“Whether you want to uncover the secrets of the universe, or you want to pursue a career in the 21st century, basic computer programming is an essential skill to learn”

Stephen Hawking

Class Logistics

Date, Time and Location

  • Date:
    • October, Monday 21 to Friday 25, 2019
  • Times:
    • Start & End: 8:30 am - 4:30 pm
    • Last Day End: 11:30 am
  • Class location:
    • The USFWS National Conservation Training Center (Directions)
    • Room: G30 in the lower floor of the John Turner Building

Agenda

Contacts

Eric Kelchlin - Course Leader
The National Conservation Training Center

(304) 876-7453

FAQ

Do I need to bring my laptop to class?

Answer: It depends. If your class is at the National Conservation Training Center (NCTC), then bringing your laptop to class is optional. We’ll provide you with a computer during class, but you may want to work after hours with your own laptop. If your class is not at NCTC, then it is required that you bring your laptop with the software installed and configured according to the steps listed in the Homework section.

Do I need to install the class software on my work computer?

Answer: Yes. You’ll need to have R and the R Studio IDE installed to complete the pre-course homework. Also, we want you to hit the ground running when you come back from class.

My IT staff will not install the software on my work computer, what do I do?

Answer: You can not persuade with gifts, but you can perform acts of kindness. Open source software are preferred over commercial software in the Federal Government. If you are a DOI employee, R and R Studio are on Apps-to-Go.


Homework

Your learning starts now! Please install the required software and complete the two swirl courses in R Studio.

Install R and R Studio

Download and install the most current versions of R and RStudio for your operating system. Install R in your User folder (i.e., C:\Users\ekelchlin\Documents\R), so you won’t need administrative rights. You may, however, need administrative rights for R Studio.


Install R Packages

The instructions below will guide through a process on how to install R packages used in class. You can think of packages as “little add-ons” that expand what you can do in R. Tidyverse, for example, is one of my favorite packages for data science.

  • Open R Studio, select File > New File > R Script. This creates a new R script file and opens a new tab called Untitled1 in the Source window pane.

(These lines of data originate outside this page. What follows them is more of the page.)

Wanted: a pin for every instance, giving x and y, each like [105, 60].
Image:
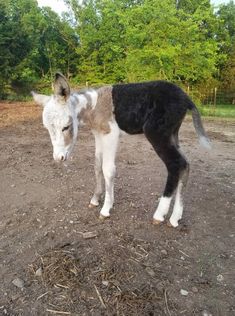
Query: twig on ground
[100, 297]
[166, 302]
[58, 312]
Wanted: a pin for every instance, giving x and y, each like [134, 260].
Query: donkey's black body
[156, 109]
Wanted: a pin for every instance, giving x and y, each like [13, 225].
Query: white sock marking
[162, 209]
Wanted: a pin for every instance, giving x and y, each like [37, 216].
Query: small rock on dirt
[220, 278]
[88, 235]
[206, 313]
[38, 272]
[18, 283]
[150, 271]
[183, 292]
[194, 289]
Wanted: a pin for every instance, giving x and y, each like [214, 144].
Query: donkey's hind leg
[178, 206]
[98, 172]
[176, 165]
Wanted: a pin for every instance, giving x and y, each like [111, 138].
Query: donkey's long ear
[61, 86]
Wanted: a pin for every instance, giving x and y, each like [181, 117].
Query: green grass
[220, 110]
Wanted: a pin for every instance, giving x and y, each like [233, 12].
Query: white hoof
[102, 217]
[173, 222]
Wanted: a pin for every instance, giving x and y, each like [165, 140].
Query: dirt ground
[58, 258]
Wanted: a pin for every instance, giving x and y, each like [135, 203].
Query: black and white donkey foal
[155, 108]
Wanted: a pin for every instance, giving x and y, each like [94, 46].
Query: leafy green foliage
[109, 41]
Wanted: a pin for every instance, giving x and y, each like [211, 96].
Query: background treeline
[109, 41]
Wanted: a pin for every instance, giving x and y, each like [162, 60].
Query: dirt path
[126, 266]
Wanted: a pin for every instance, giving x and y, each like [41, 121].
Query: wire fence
[212, 97]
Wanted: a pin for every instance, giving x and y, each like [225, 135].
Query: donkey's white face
[60, 118]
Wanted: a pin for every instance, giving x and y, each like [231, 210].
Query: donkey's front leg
[98, 172]
[109, 146]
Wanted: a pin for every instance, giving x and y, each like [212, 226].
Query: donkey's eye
[65, 128]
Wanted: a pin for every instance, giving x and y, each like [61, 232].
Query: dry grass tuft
[59, 268]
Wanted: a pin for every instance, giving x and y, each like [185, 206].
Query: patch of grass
[220, 110]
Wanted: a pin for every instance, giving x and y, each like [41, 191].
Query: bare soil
[65, 261]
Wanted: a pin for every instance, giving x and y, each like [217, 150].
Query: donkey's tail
[197, 122]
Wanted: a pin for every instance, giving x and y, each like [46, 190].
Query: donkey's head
[59, 117]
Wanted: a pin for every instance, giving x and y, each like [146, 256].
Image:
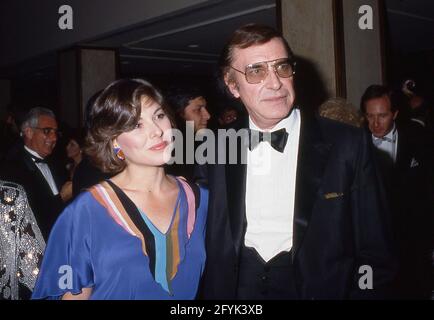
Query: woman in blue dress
[139, 235]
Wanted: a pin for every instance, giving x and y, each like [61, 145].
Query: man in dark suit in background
[404, 153]
[43, 182]
[303, 217]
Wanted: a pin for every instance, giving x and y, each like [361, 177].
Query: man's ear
[231, 85]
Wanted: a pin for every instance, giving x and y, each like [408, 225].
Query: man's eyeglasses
[258, 72]
[48, 131]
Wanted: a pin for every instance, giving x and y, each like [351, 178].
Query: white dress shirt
[45, 170]
[270, 191]
[388, 144]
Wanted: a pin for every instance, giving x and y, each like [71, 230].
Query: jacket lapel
[236, 191]
[312, 159]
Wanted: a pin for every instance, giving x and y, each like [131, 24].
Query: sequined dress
[21, 243]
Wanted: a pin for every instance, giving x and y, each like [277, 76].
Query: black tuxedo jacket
[45, 206]
[410, 192]
[340, 218]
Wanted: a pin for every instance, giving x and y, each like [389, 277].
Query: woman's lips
[159, 146]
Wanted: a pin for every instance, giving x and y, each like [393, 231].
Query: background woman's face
[72, 149]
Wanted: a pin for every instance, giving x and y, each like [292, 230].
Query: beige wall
[338, 58]
[83, 72]
[308, 27]
[363, 59]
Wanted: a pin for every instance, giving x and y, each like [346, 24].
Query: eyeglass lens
[259, 71]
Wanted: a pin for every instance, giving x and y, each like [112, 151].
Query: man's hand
[66, 192]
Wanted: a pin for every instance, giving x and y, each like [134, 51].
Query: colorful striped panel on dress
[163, 265]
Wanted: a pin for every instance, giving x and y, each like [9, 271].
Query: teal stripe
[160, 253]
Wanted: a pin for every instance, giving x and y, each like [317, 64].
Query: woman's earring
[118, 152]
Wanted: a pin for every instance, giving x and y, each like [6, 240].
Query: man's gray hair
[32, 117]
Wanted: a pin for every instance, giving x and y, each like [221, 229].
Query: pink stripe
[191, 206]
[110, 209]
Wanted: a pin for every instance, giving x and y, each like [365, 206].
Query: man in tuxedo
[302, 217]
[404, 153]
[43, 182]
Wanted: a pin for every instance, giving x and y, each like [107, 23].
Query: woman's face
[150, 143]
[72, 149]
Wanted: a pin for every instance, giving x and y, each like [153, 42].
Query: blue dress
[103, 241]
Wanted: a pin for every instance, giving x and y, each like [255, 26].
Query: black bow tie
[277, 139]
[38, 160]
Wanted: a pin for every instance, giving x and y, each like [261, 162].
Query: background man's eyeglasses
[258, 72]
[47, 131]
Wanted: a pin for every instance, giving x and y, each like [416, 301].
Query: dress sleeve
[67, 266]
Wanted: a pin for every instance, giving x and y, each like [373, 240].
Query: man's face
[38, 141]
[271, 100]
[380, 116]
[196, 111]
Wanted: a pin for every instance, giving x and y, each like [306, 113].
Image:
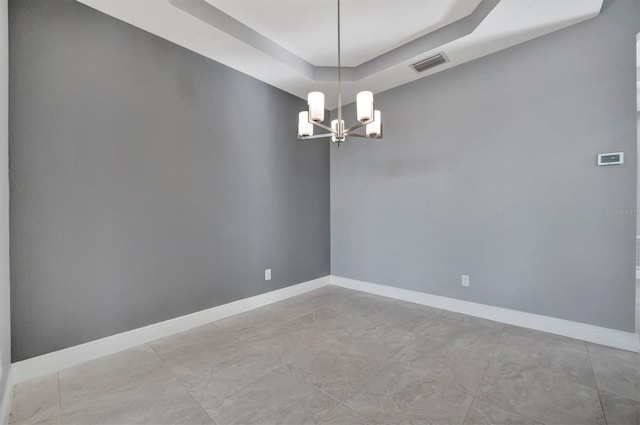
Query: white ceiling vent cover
[430, 62]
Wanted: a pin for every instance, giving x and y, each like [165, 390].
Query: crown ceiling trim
[209, 14]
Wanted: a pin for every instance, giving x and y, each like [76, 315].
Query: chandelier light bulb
[316, 106]
[364, 106]
[337, 132]
[305, 128]
[374, 129]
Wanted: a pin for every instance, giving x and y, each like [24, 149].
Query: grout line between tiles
[484, 374]
[595, 381]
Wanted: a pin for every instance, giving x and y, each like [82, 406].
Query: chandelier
[366, 114]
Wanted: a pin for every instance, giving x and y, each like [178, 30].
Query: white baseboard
[58, 360]
[598, 335]
[7, 397]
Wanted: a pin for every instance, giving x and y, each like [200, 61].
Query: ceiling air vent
[430, 62]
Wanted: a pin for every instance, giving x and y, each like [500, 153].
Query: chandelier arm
[355, 127]
[315, 136]
[322, 126]
[364, 136]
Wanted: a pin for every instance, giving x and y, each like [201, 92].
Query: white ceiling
[300, 34]
[369, 27]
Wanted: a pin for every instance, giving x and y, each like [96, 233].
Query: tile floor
[335, 356]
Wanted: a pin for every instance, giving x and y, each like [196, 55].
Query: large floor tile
[36, 402]
[540, 396]
[399, 394]
[290, 341]
[295, 307]
[328, 296]
[277, 398]
[619, 410]
[328, 321]
[526, 353]
[364, 305]
[601, 350]
[376, 341]
[472, 319]
[338, 369]
[547, 339]
[617, 375]
[345, 416]
[128, 387]
[483, 413]
[252, 322]
[109, 372]
[396, 315]
[452, 366]
[211, 382]
[186, 345]
[156, 399]
[467, 335]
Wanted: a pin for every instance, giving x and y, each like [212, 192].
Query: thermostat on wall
[615, 158]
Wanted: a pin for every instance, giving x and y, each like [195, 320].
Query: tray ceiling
[291, 44]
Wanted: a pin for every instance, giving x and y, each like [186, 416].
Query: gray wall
[5, 328]
[147, 182]
[488, 169]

  • Highlight and copy the code below. Paste the code in the new R script file. This is a custom function (geesh! so fancy already) that looks to see if you already have the package installed and if not, it will install the package for you. More on packages later in the class.


packages <- function(x){
  x <- as.character(match.call()[[2]])
  if (!require(x,character.only = TRUE)) {
    install.packages(pkgs = x,repos = "http://cran.r-project.org")
    require(x,character.only = TRUE)
  }
}
  • Highlight the entire code block and click the run button or Ctrl + Enter. This will add a new function called packages in the Environment pane.


  • Next, highlight and copy the code below and paste in the R script file below the packages function section (i.e., line 9).


packages(knitr)
packages(rmarkdown)
packages(tidyverse)
packages(tinytex)
packages(yaml)
packages(installr)
packages(kableExtra)
packages(devtools)
packages(lattice)
packages(boot)
packages(AICcmodavg)
packages(car)
packages(epitools)
packages(gmodels)
packages(gplots)
packages(leaps)
packages(leaflet)
packages(lme4)
packages(maps)
packages(mapview)
packages(maptools)
packages(MASS)
packages(multcomp)
packages(nlme)
packages(odbc)
packages(plotly)
packages(pom)
packages(pwr)
packages(raster)
packages(rgbif)
packages(rgdal)
packages(rms)
packages(ROCR)
packages(sf)
packages(data.table)
packages(shiny)
packages(spocc)
packages(sp)
packages(survey)
packages(spsurvey)
packages(swirl)
packages(here)
  • Highlight this new block of code and click the run button or Ctrl + Enter. This will download packages and add them to your R library. You should see a lot of red, blue and black text scrolling up in the Console pane. The installation process will take about 30 seconds.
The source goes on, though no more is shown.